Oh well, Ms. Frey's performance (and the free red Boot Barn plastic cup they gave me when I entered) was worth the long walk.

Tuesday, December 22, 2015

The Very First U.S. Christmas Stamps

From My Collection
 Merry Christmas!

Monday, December 21, 2015

The NFR Cowboy Christmas Gift Show

The Christmas Cowboy Gift Show held in conjunction with the National Finals Rodeo in Las Vegas was so big this year that they moved it from the Las Vegas Convention Center North Hall to the much larger South Hall.
I'm telling you, it was a jaw-dropper to stand just inside the entrance and take in the view down the hall. Everything down at the other end of the center aisle became microscopic and blurry to these old eyes.
Each row breaking left or right from the center aisle sported giant booths of everything western, country, and cowboy that you can ever imagine. Check out these few pictures from the dozens upon dozens that I took (even of booths that specifically forbade picture-taking ... er, sorry about that):

On the way back to my hotel, the nice cabbie told me that the Sahara Convention Center housed the overflow of vendors. The overflow?!?!? Apparently, smaller vendors who can't get into the main show set up there. I never knew that.
Did I want to be dropped off there? Oh hell no! My feet were killing me.

Sunday, December 20, 2015

The Burning Questions of Christmas

And finally, doesn’t comic artist/author Tim Rickard know how to spell “Santa Claus”?
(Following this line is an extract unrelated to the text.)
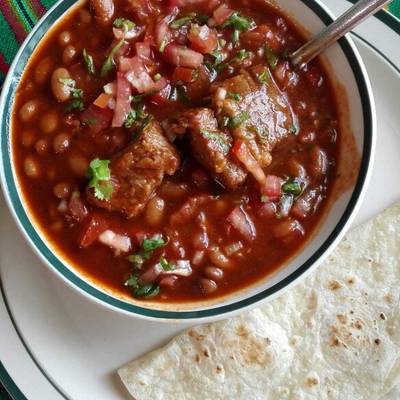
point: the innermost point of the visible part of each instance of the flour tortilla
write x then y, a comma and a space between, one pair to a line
334, 336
Saturday, December 19, 2015

The Palazzo Lobby and Atrium

As soon as I've seen all there is to see at the Bellagio, I scoot on over to the Palazzo Hotel to check out their lobby and atrium waterfall displays.

They weren't very spectacular this year. Thematically, they centered around golden wire sculptures of reindeer, which weren't as awesome as last year's snow-white winter peacocks. Still, one has to appreciate all the work that went into the displays.

Wanna see? Here you go:

An addition that proved refreshing was their complimentary iced water – cucumber and orange-flavored. Pretty thoughtful of them. How’d they know I was winter-parched?

Will love to see what they plan for next year.